With wins and games (successes and sample sizes) as well as winning percentages (proportions) for each category, I was ready to run a hypothesis test with the data. I first used the no advantage category as my null hypothesis sample and the positive advantage category as my test hypothesis and plugged the data into the Z-Test equation for proportions. I then converted the resulting Z-Value into a P-Value.

In [9]:
Ratio_Diff_Adv = pivot.iloc[1][2] - pivot.iloc[0][2]
Pop_Proportion_Adv = ((pivot.iloc[0][0] + pivot.iloc[1][0]) / (pivot.iloc[0][1] + pivot.iloc[1][1]))
Std_Error_Adv = np.sqrt((Pop_Proportion_Adv*(1-Pop_Proportion_Adv))*((1/(pivot.iloc[1][1])+(1/(pivot.iloc[0][1])))))
z_test_Adv = Ratio_Diff_Adv / Std_Error_Adv
z_test_Adv

1.4306184249952527

In [10]:
p_value_Adv = stats.norm.sf(abs(z_test_Adv))
p_value_Adv

0.076269801971357132

Next I did the same calculation but with the negative advantage category as the test hypothesis.

In [11]:
Ratio_Diff_NegAdv = pivot.iloc[2][2] - pivot.iloc[0][2]
Pop_Proportion_NegAdv = ((pivot.iloc[0][0] + pivot.iloc[2][0]) / (pivot.iloc[0][1] + pivot.iloc[2][1]))
Std_Error_NegAdv = np.sqrt((Pop_Proportion_NegAdv*(1-Pop_Proportion_NegAdv))*((1/(pivot.iloc[2][1])+(1/(pivot.iloc[0][1])))))
z_test_NegAdv = Ratio_Diff_NegAdv / Std_Error_NegAdv
z_test_NegAdv

1.1380542948766821

In [12]:
p_value_NegAdv = stats.norm.sf(abs(z_test_NegAdv))
p_value_NegAdv

0.12754890567837712

## Summary

My analysis of the data showed that for the games in the dataset, the home team's winning percentage was higher for games in which they had both a Circadian Advantage and Disadvantage than games for which both teams had the same circadian score.
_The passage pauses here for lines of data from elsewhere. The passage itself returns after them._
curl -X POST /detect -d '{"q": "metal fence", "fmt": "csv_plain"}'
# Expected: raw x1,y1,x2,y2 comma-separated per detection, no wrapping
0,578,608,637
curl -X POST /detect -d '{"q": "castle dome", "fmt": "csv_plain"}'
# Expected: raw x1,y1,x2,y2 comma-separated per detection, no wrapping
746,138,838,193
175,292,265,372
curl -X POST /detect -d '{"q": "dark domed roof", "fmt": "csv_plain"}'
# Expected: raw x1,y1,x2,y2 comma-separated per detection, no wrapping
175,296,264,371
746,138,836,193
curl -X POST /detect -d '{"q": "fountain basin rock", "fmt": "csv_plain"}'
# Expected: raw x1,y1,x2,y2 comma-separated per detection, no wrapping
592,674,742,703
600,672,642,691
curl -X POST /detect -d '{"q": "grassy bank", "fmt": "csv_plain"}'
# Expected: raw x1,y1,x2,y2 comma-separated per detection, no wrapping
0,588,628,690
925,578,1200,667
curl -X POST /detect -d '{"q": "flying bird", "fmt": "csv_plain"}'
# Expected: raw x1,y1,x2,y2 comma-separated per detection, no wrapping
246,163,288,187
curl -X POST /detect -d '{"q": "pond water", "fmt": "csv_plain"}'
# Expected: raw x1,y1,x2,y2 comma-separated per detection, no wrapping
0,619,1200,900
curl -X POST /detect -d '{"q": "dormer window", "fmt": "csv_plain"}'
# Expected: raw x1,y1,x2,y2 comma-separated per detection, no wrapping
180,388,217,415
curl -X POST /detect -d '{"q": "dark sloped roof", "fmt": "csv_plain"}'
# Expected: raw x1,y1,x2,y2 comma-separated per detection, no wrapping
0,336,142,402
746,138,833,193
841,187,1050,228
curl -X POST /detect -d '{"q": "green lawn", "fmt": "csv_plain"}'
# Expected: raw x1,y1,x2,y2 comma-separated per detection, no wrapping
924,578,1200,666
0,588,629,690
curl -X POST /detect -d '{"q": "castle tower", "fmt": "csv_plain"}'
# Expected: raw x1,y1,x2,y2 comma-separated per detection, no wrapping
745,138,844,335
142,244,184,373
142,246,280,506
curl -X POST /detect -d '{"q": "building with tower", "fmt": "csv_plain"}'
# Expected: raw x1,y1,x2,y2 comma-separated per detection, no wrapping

However, when the advantage and disadvantage categories were tested against the neutral circadian games I found that the differences in winning percentage for both categories ultimately didn't meet the threshold for statistical significance. For the advantage category, the resulting p-value of .076 means that the resulting winning percentage of the advantage games would be expected to occur accross it's sample size 7.6% of the time under a normal distribution of the neutral circadian winning percentage.  The disadvantage category had an even higher p-value despite a better winning percentage due to smaller sample size. At .127, this p-value suggests that such a winning percentage would be achieved across that sample size 12.7% of the time under a normal distribution of the neutral circadian winning percentage.

Ultimately it appears that the data proves the "Circadian Advantage" to be a myth.